0.9 Sembilan

47 10 36
                                    

Usai bersiap Darel keluar dari kamar untuk pergi ke sekolah. Dia teringat perkataan Budhe saat pandangannya tertuju ke sebuah kamar yang berada di sebelah kamarnya.

Dia lihat jam tangan untuk memastikan masih ada cukup waktu sebelum berangkat sekolah. Setelah itu dia berjalan mendekati kamar Alaric. Membuka pintunya perlahan. Lalu menghampiri Alaric yang tengah berdiri menghadap jendela.

"Kemarin Budhe bilang lo nyariin gue. Ada apa, Bang?"

Alaric menoleh saat mendengar suara Darel. Tapi tidak langsung memberikan jawaban, yang dia lakukan hanya menatap Darel semakin dalam hingga membuat tubuh Darel sedikit menegang.

Darel yang tahu benar arti tatapan itu pun mengalihkan pandangan, ke mana pun asal bukan mata Alaric.

"Lo yang beliin gue kamera?"

BOOM!

Sontak saja jantung Darel memompa darah lebih cepat. Asisten-asisten kecil di otaknya pontang-panting mencari jawaban. Jika kalian ingat scene ketika spongebobs berusaha mengingat namanya sendiri setelah disuruh menghafal tata cara menjadi pelayan yang baik oleh squidward, maka sekacau dan segugup itulah pikiran Darel saat ini.
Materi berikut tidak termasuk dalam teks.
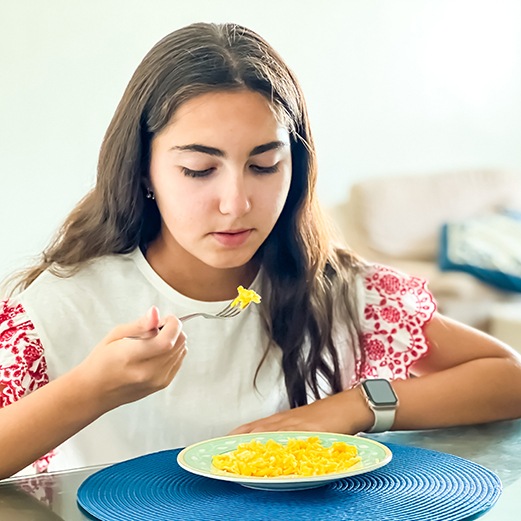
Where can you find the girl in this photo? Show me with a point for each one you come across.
(206, 181)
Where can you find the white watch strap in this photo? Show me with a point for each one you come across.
(383, 419)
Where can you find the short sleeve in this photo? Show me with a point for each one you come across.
(394, 310)
(23, 368)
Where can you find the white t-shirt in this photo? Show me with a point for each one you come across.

Blank. Tidak ada alasan yang pas untuk diucapkan selain kata 'iya'.

"Buat apa?"

"Gue liat kamera lo rusak. Jadi-"

"Jadi lo belagak sok pahlawan dengan ngasih gue kamera? gitu?"

"Gue cuma-"

"Kasihan? Ngapain?! Gue nggak butuh simpati dari lo!"

Perasaan Darel mencelos. Dia tulus memberikan kamera itu, meski tidak 100% karena dia ingin hubungan mereka membaik.

"Dan satu lagi," Alaric mengangkat sedikit lebih tinggi kamera yang sedari tadi di tentengnya. "Lo pikir gue akan terkesan dengan barang hasil palakan lo ini, ha?!"

Serius. Emosi Darel mulai terpancing. Ada gejolak yang minta untuk dikeluarkan.

"Itu bukan barang palakan, Bang!"

"Tapi lo beli dengan duit hasil palakan 'kan?" ucap Alaric disertai senyum miring.

"Gue cuma mau bikin lo bahagia, itu doang. Ternyata susah ya bikin orang kayak lo seneng."

Darel melihat ada siratan tidak suka dari mata Alaric.

Brakk

"Nggak usah sok bikin gue bahagia karena lo awal dari penderitaan gue!" sarkasnya usai membanting kamera dari Darel.

Sedangkan Darel hanya bisa metatap nanar lensa kamera yang terlempar lepas dari badannya. Reaksi Alaric benar-benar diluar dugaan. Mulut Darel tertutup rapat. Habis sudah kata-katanya. Dadanya bergemuruh hebat.

"Oke, fine!"

Darel putuskan pertengkaran sampai di sini. Lantas berjalan keluar dari kamar Alaric. Dia menyerah, belum tuntas dengan rasa bersalahnya semalam, sekarang ditambah Alaric mengajaknya bertengkar hanya karena masalah kamera.

"Selesai. Tidak ada yang perlu diusahakan lagi, Darel. Lo terlalu naif. Berharap pada sesuatu yang emang bukan bagian lo. Harusnya lo sadar diri dari awal," rutuknya dalam hati.

🍂🍂🍂

Bel masuk pelajaran sudah berbunyi sejak tadi. Tapi pemuda bertubuh jangkung itu masih saja berkutat dengan bola basket di tangannya. Sibuk memantulkan bola kemudian melemparkannya ke ring. Pantulan Darel semakin cepat seiring kilasan percakapannya dengan Alaric memenuhi ingatan.